The rest of the afternoon was spent at Burnham Overy. As soon as we got out of the car, a Barn Owl floated silently over the road beside us and started to hunt along the grassy margin of the field opposite. Great to watch and a sign of things to come!
As usual, the grazing marshes on the walk out were alive with waders. The large flocks of Lapwing and Golden Plover were whirling round all the time, seemingly spooked by any sudden movement overhead, friend or foe. There were lots of Curlew and, in amongst them, we found a couple of much smaller Ruff. The flooded dips in the grass were ringed with little groups of diminutive Dunlin. Once we got up onto the seawall, there were even more waders out on the saltmarsh.
There were still plenty of geese out on the grazing marshes, but the numbers now are dominated by Brent Geese. Most of the Pink-footed Geese have departed already, but still some small groups remained out on the grass. As we had seen in the morning, more Pinkfeet were still heading west overhead.
Suddenly all the birds behind us took off, the large flocks of Wigeon particularly noisily. We looked round just in time to see a sleek, streamlined shape powering towards us. A small, male Peregrine shot through, down over the reeds and low across the grass towards the Golden Plover flock by the dunes, scattering everything as it went. Interestingly, on our walk back later we were to see exactly the same thing again – it has obviously identified a lucrative food source out on the marshes here.

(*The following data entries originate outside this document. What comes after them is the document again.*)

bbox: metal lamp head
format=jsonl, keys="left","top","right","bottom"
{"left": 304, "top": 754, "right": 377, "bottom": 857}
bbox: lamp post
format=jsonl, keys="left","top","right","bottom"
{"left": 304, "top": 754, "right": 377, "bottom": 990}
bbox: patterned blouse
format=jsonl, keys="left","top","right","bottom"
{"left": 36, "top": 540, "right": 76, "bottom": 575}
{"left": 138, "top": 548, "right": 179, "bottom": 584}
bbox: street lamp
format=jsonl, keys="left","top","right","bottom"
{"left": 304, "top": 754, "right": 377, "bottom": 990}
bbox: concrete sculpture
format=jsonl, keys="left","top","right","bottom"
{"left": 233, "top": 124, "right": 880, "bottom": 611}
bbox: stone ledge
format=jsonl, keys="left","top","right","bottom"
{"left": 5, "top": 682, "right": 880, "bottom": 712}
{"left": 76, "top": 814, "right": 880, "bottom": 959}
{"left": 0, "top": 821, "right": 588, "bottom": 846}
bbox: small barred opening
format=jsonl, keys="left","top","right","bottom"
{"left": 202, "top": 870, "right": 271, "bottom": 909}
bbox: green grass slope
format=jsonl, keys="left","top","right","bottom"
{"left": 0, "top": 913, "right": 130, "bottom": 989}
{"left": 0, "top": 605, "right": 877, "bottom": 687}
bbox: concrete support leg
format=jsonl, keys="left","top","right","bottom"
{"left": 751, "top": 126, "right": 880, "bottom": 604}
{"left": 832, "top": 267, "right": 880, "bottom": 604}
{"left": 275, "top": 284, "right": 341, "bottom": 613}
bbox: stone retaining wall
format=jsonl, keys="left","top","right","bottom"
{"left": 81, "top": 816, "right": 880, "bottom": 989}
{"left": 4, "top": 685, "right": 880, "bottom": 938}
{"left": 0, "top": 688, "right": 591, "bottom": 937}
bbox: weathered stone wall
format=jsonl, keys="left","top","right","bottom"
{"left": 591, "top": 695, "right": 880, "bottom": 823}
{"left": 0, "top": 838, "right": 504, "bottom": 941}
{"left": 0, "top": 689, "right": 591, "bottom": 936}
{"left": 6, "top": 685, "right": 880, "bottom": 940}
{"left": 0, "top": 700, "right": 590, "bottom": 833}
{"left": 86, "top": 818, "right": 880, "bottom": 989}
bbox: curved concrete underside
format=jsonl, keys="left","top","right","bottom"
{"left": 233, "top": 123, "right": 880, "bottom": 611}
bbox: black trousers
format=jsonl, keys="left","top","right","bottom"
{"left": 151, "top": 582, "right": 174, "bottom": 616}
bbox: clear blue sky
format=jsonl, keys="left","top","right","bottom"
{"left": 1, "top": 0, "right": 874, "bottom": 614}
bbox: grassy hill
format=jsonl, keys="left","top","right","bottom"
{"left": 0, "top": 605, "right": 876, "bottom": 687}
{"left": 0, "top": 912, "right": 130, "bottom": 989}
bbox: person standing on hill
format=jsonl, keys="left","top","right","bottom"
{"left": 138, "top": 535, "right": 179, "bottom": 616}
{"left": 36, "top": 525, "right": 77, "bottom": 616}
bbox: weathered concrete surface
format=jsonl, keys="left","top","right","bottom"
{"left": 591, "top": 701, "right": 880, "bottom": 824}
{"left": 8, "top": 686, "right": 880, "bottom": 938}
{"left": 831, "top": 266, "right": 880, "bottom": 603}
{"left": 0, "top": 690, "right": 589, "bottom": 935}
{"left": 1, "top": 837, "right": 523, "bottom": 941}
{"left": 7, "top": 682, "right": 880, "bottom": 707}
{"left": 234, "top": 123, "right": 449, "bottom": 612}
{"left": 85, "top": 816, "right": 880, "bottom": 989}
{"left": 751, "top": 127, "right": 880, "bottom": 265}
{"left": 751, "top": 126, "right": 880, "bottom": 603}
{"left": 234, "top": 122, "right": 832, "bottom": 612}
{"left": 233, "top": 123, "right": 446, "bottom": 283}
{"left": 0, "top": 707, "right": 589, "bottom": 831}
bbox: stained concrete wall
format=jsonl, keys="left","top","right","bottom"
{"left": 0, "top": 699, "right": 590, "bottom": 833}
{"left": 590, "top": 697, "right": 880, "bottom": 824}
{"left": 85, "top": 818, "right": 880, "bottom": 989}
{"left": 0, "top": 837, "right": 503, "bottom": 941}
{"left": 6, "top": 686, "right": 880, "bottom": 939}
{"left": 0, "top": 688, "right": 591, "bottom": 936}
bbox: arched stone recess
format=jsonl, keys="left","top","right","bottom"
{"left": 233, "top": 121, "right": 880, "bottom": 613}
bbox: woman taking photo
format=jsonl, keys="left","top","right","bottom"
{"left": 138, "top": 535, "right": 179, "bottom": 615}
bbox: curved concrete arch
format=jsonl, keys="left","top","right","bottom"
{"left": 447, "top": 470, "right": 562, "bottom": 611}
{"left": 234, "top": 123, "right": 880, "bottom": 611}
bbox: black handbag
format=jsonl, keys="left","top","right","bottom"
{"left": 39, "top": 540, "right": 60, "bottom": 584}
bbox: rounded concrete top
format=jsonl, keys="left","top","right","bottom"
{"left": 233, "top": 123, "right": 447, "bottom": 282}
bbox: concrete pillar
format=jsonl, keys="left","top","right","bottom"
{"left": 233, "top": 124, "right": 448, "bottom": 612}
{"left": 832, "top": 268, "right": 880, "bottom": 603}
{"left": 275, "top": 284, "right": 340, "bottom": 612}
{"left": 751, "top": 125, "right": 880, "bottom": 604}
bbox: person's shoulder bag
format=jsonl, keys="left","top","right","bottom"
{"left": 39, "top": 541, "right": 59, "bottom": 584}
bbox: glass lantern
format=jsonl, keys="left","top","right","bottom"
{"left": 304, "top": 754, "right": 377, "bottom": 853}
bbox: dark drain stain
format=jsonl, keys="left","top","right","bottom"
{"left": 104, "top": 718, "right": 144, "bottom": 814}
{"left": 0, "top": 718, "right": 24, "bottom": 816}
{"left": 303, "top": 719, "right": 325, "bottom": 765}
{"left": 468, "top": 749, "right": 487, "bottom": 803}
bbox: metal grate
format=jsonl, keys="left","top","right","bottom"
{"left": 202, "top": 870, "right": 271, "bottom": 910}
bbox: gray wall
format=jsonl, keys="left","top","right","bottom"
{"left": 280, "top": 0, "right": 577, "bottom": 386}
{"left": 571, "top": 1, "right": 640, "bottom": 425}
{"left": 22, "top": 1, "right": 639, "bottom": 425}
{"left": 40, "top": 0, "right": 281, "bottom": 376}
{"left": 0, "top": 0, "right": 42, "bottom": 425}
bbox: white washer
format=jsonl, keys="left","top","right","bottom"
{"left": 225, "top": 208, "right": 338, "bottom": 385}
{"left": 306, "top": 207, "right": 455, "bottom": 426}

That was not the only raptor to be seen here. As well as several Marsh Harriers and Kestrels, it didn’t take us long to locate one of the wintering Rough-legged Buzzards, out on one of its favoured posts across the other side of the grazing marshes. A pale Common Buzzard perched on a nearby post provided a useful highlight of the pitfall of Rough-legged Buzzard identification – the Common Buzzard being strikingly creamy-white on head and underparts, but clearly lacking the contrasting black belly patch of its rarer cousin. While we were scanning the marshes, the second Rough-legged Buzzard appeared over the pines and dropped down to land in the dunes, its very pale head and dark belly standing out even at a distance. We walked over into the dunes to get a better look at it through the scope.

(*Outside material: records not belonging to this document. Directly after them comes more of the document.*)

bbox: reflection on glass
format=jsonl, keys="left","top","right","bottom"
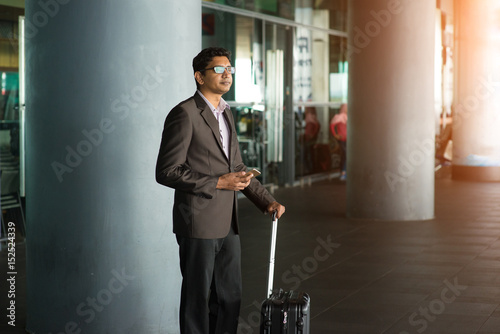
{"left": 266, "top": 49, "right": 284, "bottom": 163}
{"left": 0, "top": 71, "right": 20, "bottom": 169}
{"left": 202, "top": 1, "right": 348, "bottom": 184}
{"left": 1, "top": 15, "right": 24, "bottom": 234}
{"left": 1, "top": 71, "right": 22, "bottom": 234}
{"left": 1, "top": 72, "right": 19, "bottom": 121}
{"left": 202, "top": 0, "right": 348, "bottom": 31}
{"left": 234, "top": 106, "right": 264, "bottom": 171}
{"left": 330, "top": 67, "right": 348, "bottom": 103}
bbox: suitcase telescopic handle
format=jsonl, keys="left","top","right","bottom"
{"left": 267, "top": 211, "right": 278, "bottom": 297}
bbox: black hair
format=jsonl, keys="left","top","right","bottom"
{"left": 192, "top": 47, "right": 231, "bottom": 90}
{"left": 192, "top": 47, "right": 231, "bottom": 73}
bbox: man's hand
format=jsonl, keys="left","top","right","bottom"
{"left": 267, "top": 201, "right": 285, "bottom": 219}
{"left": 216, "top": 171, "right": 252, "bottom": 191}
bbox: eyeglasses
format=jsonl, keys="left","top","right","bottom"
{"left": 201, "top": 66, "right": 235, "bottom": 74}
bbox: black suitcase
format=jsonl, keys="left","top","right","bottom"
{"left": 260, "top": 214, "right": 311, "bottom": 333}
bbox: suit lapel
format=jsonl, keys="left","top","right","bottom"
{"left": 223, "top": 107, "right": 235, "bottom": 162}
{"left": 195, "top": 93, "right": 228, "bottom": 161}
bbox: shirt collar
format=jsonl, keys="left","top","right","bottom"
{"left": 197, "top": 90, "right": 229, "bottom": 114}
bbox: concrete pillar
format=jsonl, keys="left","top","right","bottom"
{"left": 347, "top": 0, "right": 435, "bottom": 220}
{"left": 452, "top": 0, "right": 500, "bottom": 181}
{"left": 25, "top": 1, "right": 200, "bottom": 333}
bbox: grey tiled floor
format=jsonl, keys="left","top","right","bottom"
{"left": 2, "top": 167, "right": 500, "bottom": 333}
{"left": 237, "top": 168, "right": 500, "bottom": 333}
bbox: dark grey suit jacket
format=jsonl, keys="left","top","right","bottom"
{"left": 156, "top": 92, "right": 276, "bottom": 239}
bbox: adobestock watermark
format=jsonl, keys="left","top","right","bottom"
{"left": 47, "top": 267, "right": 135, "bottom": 334}
{"left": 383, "top": 75, "right": 499, "bottom": 193}
{"left": 236, "top": 235, "right": 338, "bottom": 333}
{"left": 400, "top": 277, "right": 467, "bottom": 334}
{"left": 385, "top": 139, "right": 434, "bottom": 192}
{"left": 176, "top": 171, "right": 264, "bottom": 225}
{"left": 6, "top": 222, "right": 17, "bottom": 327}
{"left": 281, "top": 234, "right": 340, "bottom": 290}
{"left": 453, "top": 74, "right": 500, "bottom": 130}
{"left": 51, "top": 65, "right": 168, "bottom": 182}
{"left": 237, "top": 299, "right": 265, "bottom": 334}
{"left": 25, "top": 0, "right": 72, "bottom": 39}
{"left": 348, "top": 0, "right": 403, "bottom": 60}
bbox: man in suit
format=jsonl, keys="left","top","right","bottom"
{"left": 156, "top": 47, "right": 285, "bottom": 334}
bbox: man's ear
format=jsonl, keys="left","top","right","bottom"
{"left": 194, "top": 71, "right": 204, "bottom": 86}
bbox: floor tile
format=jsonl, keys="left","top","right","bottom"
{"left": 5, "top": 171, "right": 500, "bottom": 334}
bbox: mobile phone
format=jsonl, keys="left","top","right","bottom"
{"left": 246, "top": 168, "right": 261, "bottom": 178}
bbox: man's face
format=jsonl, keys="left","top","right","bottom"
{"left": 196, "top": 56, "right": 233, "bottom": 95}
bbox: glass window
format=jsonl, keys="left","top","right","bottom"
{"left": 202, "top": 0, "right": 347, "bottom": 31}
{"left": 1, "top": 16, "right": 23, "bottom": 237}
{"left": 202, "top": 3, "right": 348, "bottom": 184}
{"left": 1, "top": 18, "right": 21, "bottom": 196}
{"left": 203, "top": 0, "right": 294, "bottom": 20}
{"left": 1, "top": 72, "right": 19, "bottom": 121}
{"left": 293, "top": 9, "right": 347, "bottom": 178}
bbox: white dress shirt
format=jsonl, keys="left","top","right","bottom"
{"left": 197, "top": 90, "right": 231, "bottom": 159}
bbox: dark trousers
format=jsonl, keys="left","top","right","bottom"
{"left": 176, "top": 230, "right": 242, "bottom": 334}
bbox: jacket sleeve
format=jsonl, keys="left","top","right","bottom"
{"left": 242, "top": 178, "right": 276, "bottom": 213}
{"left": 155, "top": 105, "right": 218, "bottom": 198}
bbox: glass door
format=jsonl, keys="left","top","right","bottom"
{"left": 202, "top": 7, "right": 294, "bottom": 186}
{"left": 1, "top": 16, "right": 25, "bottom": 240}
{"left": 230, "top": 19, "right": 293, "bottom": 186}
{"left": 263, "top": 22, "right": 294, "bottom": 186}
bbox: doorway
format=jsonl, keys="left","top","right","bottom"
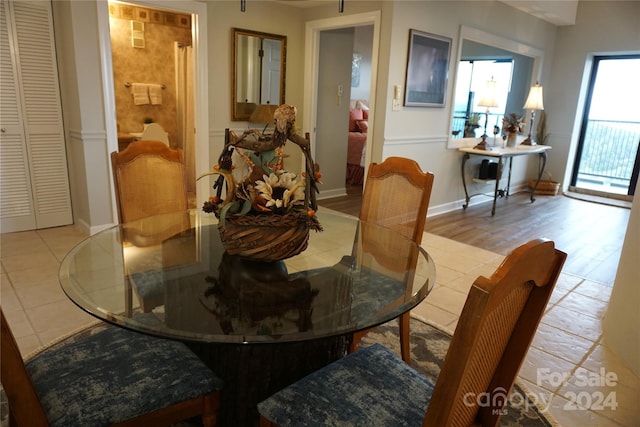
{"left": 303, "top": 11, "right": 380, "bottom": 202}
{"left": 570, "top": 55, "right": 640, "bottom": 199}
{"left": 107, "top": 1, "right": 196, "bottom": 202}
{"left": 98, "top": 0, "right": 208, "bottom": 222}
{"left": 315, "top": 28, "right": 355, "bottom": 196}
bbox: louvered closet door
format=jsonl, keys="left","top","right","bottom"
{"left": 0, "top": 0, "right": 71, "bottom": 232}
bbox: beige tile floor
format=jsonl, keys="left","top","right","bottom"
{"left": 1, "top": 224, "right": 638, "bottom": 426}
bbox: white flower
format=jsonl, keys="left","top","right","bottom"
{"left": 283, "top": 185, "right": 305, "bottom": 207}
{"left": 255, "top": 172, "right": 305, "bottom": 211}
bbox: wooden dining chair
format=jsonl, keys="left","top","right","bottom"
{"left": 1, "top": 308, "right": 222, "bottom": 427}
{"left": 111, "top": 140, "right": 189, "bottom": 314}
{"left": 350, "top": 156, "right": 435, "bottom": 363}
{"left": 258, "top": 238, "right": 567, "bottom": 427}
{"left": 111, "top": 140, "right": 188, "bottom": 224}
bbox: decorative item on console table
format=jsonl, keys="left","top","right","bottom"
{"left": 529, "top": 172, "right": 560, "bottom": 196}
{"left": 198, "top": 104, "right": 323, "bottom": 262}
{"left": 502, "top": 113, "right": 524, "bottom": 147}
{"left": 464, "top": 113, "right": 481, "bottom": 138}
{"left": 536, "top": 110, "right": 550, "bottom": 145}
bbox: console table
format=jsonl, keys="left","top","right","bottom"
{"left": 459, "top": 145, "right": 552, "bottom": 216}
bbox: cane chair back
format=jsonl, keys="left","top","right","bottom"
{"left": 351, "top": 156, "right": 434, "bottom": 363}
{"left": 359, "top": 156, "right": 434, "bottom": 243}
{"left": 424, "top": 238, "right": 567, "bottom": 426}
{"left": 111, "top": 140, "right": 189, "bottom": 314}
{"left": 257, "top": 239, "right": 566, "bottom": 427}
{"left": 111, "top": 140, "right": 188, "bottom": 224}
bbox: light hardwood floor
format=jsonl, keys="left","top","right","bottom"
{"left": 319, "top": 187, "right": 631, "bottom": 287}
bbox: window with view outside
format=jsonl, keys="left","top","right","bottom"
{"left": 572, "top": 55, "right": 640, "bottom": 197}
{"left": 452, "top": 60, "right": 513, "bottom": 139}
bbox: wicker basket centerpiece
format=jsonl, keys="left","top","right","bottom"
{"left": 198, "top": 105, "right": 322, "bottom": 262}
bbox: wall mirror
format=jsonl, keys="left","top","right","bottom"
{"left": 448, "top": 26, "right": 543, "bottom": 148}
{"left": 232, "top": 28, "right": 287, "bottom": 121}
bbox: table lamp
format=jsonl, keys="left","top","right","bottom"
{"left": 249, "top": 103, "right": 279, "bottom": 136}
{"left": 474, "top": 77, "right": 499, "bottom": 150}
{"left": 521, "top": 81, "right": 544, "bottom": 145}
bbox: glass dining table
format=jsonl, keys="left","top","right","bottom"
{"left": 59, "top": 209, "right": 436, "bottom": 426}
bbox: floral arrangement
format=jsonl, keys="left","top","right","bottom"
{"left": 502, "top": 113, "right": 525, "bottom": 134}
{"left": 202, "top": 158, "right": 318, "bottom": 229}
{"left": 198, "top": 104, "right": 322, "bottom": 261}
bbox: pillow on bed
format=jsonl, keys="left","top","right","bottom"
{"left": 355, "top": 100, "right": 369, "bottom": 110}
{"left": 356, "top": 100, "right": 369, "bottom": 120}
{"left": 356, "top": 120, "right": 368, "bottom": 132}
{"left": 349, "top": 108, "right": 364, "bottom": 132}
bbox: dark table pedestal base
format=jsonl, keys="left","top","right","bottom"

However, the afternoon really belonged to the owls. Holkham and Burnham Overy are often good for Barn Owl, but we had an amazing performance from them today. After the one we had seen on arrival, we picked up a couple more distantly from the seawall, looking towards the pines. Then one appeared in front of us and proceeded to hunt over the seawall itself, where it dropped down suddenly into the grass. The local Kestrel came over for a look and landed a couple of metres away, where the two engaged in a stare-off. As the Barn Owl took off again, we could see it had caught a vole. The Kestrel wouldn’t leave it alone and set off in pursuit, swooping down at it until the Barn Owl dropped into the reeds. The Kestrel then gave up and when the Owl reappeared the vole had gone – hopefully eaten!
There were so many Barn Owls, it was hard to count them all properly. There were at least six in view at one time, so probably more in total out hunting. Eventually the Short-eared Owl appeared – bigger, longer-winged, and better camouflaged than its smaller cousins. It was hunting a bit further over, towards the pines today, but we got great views of it through the scope, quartering back and forth on its stiff wings. From out in the dunes, we could see it hiding in the grass, looking round furtively all the time, its yellow irises flashing in the late afternoon sunlight.
As the light started to fade, we walked back, stopping to admire the view across the saltmarsh as the sun descended to the west. Another great day of winter birding, with a very respectable list of around 90 species for the day, as well as plenty of owls. Not bad!